It is rather intuitive that clinical entity recognition plays a predominant role in the context of information extraction from medical documents. Additionally, laboratory tests and measurements, along with their results, are also crucial as they provide essential information about a patient's status at specific stages of a disorder's development. By accurately linking laboratory tests to their results, healthcare providers can gain deeper insights into a patient's condition, leading to more precise diagnoses and effective treatment plans. Additionally, implementing these tasks in multiple languages ensures that their benefits reach diverse linguistic regions, thereby enhancing global healthcare standards. Despite its importance, this aspect has been relatively neglected, one significant exception being the twin evaluation tasks, CLinkaRT6 (42) and TESTLINK7 (43), organized in the EVALITA 2023 and IberLEF 2023 events, respectively. CLinkaRT (for Italian) and TESTLINK (for Spanish and Basque) are both based on E3C and focus on evaluating different systems on the task of identifying the RMLs and the laboratory tests or measurement they refer to (PERTAINS-TO relations).

Specifically for the CLinkaRT and TESTLINK evaluations, the organizers of the twin tasks deployed a new version of the Italian, Spanish and Basque sections of E3C where PERTAINS-TO relations had been revised (this revision was performed after releasing the fully annotated dataset). As the English section (the base for our extensions to new languages) has not been used in the evaluation tasks, we took up the task of performing a complete revision of the PERTAINS-TO relations. In addition to this, given the eCREAM's important focus on entity detection, we also looked for clinical entities missing annotations and added them. As a result of this effort we can now rely on a new version8 of the English E3C, with a full revision of PERTAINS-TO relations and a partial revision of clinical entities.
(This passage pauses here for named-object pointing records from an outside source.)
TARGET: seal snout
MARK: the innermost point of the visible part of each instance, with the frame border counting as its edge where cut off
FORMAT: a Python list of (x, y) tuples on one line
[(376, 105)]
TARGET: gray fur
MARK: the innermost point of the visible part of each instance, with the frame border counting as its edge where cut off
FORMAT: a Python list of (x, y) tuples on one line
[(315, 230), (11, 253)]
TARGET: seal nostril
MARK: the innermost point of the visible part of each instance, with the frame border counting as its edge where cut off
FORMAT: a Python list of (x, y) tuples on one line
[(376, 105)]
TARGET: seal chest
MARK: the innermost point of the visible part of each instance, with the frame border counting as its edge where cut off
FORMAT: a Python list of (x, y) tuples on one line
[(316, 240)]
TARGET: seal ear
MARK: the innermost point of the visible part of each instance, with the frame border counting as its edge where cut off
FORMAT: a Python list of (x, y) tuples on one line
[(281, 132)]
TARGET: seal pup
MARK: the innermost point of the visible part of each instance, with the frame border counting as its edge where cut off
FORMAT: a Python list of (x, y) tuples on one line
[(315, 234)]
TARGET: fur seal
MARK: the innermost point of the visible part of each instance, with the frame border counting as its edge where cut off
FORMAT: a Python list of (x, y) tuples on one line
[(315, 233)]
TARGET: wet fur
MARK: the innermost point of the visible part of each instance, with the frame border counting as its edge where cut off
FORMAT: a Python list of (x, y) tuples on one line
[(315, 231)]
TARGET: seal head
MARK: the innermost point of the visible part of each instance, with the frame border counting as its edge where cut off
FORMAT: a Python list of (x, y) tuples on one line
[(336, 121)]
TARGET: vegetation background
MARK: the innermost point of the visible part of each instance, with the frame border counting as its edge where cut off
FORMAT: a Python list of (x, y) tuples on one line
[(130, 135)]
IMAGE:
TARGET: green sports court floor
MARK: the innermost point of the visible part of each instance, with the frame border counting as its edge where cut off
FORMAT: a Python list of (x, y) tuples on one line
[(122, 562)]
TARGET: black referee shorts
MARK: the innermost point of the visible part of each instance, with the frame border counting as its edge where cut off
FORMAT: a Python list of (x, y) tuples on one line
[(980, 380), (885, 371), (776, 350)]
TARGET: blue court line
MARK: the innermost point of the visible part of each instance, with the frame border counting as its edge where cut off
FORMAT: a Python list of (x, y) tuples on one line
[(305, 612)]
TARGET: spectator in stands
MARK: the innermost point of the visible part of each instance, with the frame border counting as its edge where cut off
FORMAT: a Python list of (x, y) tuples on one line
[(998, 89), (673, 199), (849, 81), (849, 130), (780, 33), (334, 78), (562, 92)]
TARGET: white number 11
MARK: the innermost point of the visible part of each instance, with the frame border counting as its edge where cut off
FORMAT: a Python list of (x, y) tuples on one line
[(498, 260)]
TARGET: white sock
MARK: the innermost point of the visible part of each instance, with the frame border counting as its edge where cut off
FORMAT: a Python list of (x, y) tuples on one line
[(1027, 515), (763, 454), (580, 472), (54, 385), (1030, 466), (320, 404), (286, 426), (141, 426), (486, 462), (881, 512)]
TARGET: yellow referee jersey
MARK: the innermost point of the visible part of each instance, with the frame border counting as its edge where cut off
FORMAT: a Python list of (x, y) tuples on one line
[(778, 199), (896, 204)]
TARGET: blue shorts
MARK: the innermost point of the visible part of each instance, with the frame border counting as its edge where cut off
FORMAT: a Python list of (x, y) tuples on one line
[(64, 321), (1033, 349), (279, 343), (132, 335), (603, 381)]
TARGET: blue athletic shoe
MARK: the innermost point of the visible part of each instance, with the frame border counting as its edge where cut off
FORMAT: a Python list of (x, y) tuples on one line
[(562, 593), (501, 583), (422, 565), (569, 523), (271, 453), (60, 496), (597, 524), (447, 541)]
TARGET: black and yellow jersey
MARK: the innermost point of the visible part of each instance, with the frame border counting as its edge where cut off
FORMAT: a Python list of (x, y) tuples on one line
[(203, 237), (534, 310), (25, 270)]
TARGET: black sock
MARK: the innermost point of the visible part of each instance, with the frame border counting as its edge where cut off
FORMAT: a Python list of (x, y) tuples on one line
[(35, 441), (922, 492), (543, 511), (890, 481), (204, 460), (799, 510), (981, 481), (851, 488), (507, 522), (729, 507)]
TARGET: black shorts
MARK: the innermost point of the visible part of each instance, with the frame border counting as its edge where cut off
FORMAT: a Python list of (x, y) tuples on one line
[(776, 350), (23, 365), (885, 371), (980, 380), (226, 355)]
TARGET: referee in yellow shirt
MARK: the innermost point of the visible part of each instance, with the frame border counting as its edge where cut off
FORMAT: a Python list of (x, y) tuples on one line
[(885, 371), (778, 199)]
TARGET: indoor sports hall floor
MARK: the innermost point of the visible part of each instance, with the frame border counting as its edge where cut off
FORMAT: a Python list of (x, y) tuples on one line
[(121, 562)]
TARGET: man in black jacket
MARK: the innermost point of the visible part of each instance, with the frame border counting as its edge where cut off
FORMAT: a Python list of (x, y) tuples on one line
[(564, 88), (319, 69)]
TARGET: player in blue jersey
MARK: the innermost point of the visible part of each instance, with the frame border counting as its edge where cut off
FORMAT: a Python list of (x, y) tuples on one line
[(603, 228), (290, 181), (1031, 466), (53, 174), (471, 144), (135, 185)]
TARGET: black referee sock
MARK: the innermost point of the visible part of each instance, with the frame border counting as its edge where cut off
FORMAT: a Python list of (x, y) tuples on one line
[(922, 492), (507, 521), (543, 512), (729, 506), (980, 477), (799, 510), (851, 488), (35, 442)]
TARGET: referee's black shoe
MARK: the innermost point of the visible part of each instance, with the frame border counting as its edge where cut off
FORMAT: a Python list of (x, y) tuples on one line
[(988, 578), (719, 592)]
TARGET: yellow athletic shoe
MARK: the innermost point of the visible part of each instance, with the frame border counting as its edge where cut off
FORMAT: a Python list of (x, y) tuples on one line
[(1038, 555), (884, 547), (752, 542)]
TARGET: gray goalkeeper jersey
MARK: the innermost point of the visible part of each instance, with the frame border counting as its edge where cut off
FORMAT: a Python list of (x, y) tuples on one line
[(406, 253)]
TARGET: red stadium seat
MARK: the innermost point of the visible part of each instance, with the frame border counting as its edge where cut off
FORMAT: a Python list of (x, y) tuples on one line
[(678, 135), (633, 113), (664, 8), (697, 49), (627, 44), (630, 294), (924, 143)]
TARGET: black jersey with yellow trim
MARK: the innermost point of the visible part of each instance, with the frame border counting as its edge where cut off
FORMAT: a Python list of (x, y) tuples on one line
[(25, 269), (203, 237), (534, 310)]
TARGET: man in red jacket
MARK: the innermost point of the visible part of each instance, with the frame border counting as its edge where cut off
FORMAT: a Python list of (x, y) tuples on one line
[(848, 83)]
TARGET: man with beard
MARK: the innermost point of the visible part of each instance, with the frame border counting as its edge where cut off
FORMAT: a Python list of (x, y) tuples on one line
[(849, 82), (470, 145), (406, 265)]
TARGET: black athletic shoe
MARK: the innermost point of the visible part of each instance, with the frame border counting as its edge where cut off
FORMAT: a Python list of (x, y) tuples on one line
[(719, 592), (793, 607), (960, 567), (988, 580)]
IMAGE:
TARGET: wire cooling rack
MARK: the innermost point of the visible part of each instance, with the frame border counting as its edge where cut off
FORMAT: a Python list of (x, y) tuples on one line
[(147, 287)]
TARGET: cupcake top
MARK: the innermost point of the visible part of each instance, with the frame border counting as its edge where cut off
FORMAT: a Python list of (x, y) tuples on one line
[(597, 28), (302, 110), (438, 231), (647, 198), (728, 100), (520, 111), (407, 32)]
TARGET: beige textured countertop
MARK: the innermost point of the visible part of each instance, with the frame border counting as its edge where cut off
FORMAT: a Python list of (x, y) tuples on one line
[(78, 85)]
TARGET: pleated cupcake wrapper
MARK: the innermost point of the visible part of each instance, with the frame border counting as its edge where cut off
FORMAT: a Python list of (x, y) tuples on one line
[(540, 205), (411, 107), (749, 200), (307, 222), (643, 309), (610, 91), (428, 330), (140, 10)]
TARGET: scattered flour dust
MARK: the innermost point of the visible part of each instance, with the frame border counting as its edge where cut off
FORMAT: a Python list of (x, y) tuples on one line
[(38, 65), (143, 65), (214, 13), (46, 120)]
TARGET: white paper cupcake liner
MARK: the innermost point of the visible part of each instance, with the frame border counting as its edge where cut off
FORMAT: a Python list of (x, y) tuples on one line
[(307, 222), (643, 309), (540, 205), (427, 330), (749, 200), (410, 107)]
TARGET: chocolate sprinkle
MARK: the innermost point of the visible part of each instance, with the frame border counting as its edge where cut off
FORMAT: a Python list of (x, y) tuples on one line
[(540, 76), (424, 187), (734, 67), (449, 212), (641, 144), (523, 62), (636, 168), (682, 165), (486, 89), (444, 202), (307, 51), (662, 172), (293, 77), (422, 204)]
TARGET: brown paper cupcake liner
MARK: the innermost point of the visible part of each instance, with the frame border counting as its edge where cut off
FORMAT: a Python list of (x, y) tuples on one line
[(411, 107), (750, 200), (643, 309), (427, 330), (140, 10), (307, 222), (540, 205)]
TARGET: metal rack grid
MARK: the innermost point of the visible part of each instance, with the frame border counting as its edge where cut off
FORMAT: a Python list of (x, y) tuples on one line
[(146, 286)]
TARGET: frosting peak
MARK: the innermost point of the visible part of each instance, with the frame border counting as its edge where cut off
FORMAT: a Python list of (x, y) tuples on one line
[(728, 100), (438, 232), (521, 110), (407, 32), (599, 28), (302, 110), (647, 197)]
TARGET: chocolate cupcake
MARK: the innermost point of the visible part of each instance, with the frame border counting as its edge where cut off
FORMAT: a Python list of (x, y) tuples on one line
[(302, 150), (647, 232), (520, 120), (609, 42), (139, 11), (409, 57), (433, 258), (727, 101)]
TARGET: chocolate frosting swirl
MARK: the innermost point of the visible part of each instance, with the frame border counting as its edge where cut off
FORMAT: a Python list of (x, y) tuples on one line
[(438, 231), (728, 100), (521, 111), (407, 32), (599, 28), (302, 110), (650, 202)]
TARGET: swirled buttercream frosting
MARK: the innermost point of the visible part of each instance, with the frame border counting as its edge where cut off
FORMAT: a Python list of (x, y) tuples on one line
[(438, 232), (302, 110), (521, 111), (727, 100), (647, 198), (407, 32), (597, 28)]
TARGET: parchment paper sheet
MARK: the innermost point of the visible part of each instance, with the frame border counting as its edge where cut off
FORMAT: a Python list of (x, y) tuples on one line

4 Extending the E3C dataset to the eCREAM languages

As explained in detail above, although annotated data for training and fine tuning LLM is crucial, there are currently no available data for a number of languages addressed by eCREAM, i.e., Greek, Polish, Slovak, and Slovenian, so we devised a methodology based on LLMs that allows us to automatically extend E3C to a new language by transferring the annotations. The task we addressed is quite challenging because concepts are expressed in different languages with linguistic constructions that might differ at various linguistic levels, ranging from syntax to morphology.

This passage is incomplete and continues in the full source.